Aux termes du refe­ren­dum, on demande aux élec­teurs de se pro­non­cer pour telle ou telle autre méthode d’ad­mi­nis­tra­tion de la socié­té TELLE QU’ELLE EST AUJOURD’HUI. On leur demande de choi­sir entre une vieille légis­la­tion et une nou­velle, plus adap­tée aux néces­si­tés de l’é­co­no­mie capi­ta­liste contem­po­raine. On demande aux tra­vailleurs par quel moyen ils veulent être dévo­rés, com­ment ils entendent être gou­ver­nés. On omet de leur deman­der : s’ils veulent une trans­for­ma­tion réelle de la. socié­té, de l’é­co­no­mie ; s’ils dési­rent voir l’État dis­pa­raître pour que lui soit sub­sti­tué une orga­ni­sa­tion fédé­ra­liste garan­tis­sant la liber­té s’ils veulent, enfin, la sup­pres­sion du régime capi­ta­liste, dont le prin­cipe de base est le pro­fit par l’ex­ploi­ta­tion de l’homme par l’homme, sup­pres­sion qui sup­pose la dis­pa­ri­tion de la fonc­tion patro­nale (et pas seule­ment celle des trusts).

Les diri­geants et les chefs de par­ti diront sans aucun doute qu’ils sont de bonne foi, qu’ils dési­rent mettre fin à l’in­jus­tice sociale et que c’est nous qui fai­sons de la sur­en­chère et n’a­vons pas une vue très claire de toutes les don­nées du pro­blème.
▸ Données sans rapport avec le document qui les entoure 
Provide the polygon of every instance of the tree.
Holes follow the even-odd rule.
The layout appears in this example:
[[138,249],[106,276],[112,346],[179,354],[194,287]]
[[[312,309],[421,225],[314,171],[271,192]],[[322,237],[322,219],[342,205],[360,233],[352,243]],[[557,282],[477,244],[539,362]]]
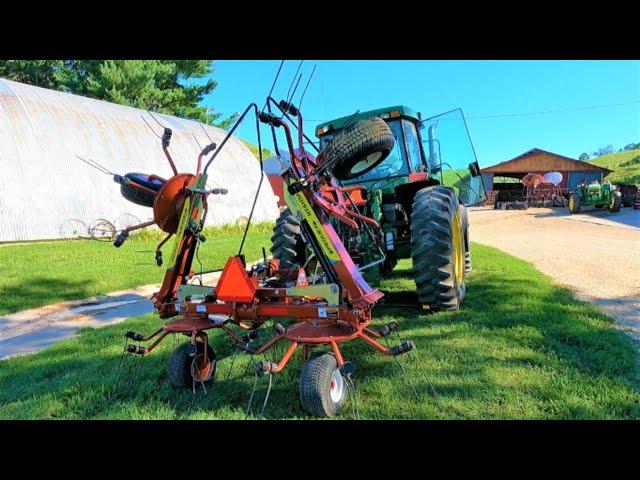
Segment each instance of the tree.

En ce cas, s’ils sont ani­més d’aus­si bonnes inten­tions, voi­ci, selon nous, en quels termes le réfé­ren­dum devrait être rédigé :

  1. Êtes-vous pour la dis­pa­ri­tion com­plète du patronat ?
  2. Êtes-vous pour l’é­ga­li­té éco­no­mique, pour l’a­bo­li­tion com­plète des pri­vi­lèges, des inéga­li­tés. sociales (quelle que soit la fonc­tion de cha­cun), pour la sup­pres­sion de la pro­prié­té des moyens de pro­duc­tion et, par consé­quent, pour la libre asso­cia­tion des producteurs ?
  3. Êtes-vous pour la sup­pres­sion de l’ar­mée et la sub­sti­tu­tion de la Fédé­ra­tion des com­munes libres à l’État ?

Si l’on pré­sen­tait au peuple un refe­ren­dum ain­si conçu, on pour­rait alors par­ler de sou­ve­rai­ne­té popu­laire, car ce serait bien là lui remettre sa des­ti­née entre les mains.

Que pour­rait-on oppo­ser de sérieux à un acte aus­si plein de sagesse ? Mais il ne faut pas même envi­sa­ger une telle hypo­thèse, car elle équi­vau­drait, pour la bour­geoi­sie, à l’a­ban­don de tous ses pri­vi­lèges. Ces pri­vi­lèges, qu’elle conserve par la force, elle n’y renon­ce­ra jamais. Et le jour où elle n’en joui­ra plus, c’est qu’on les lui aura arra­chés. Non point par un réfé­ren­dum, mais par la révo­lu­tion sociale.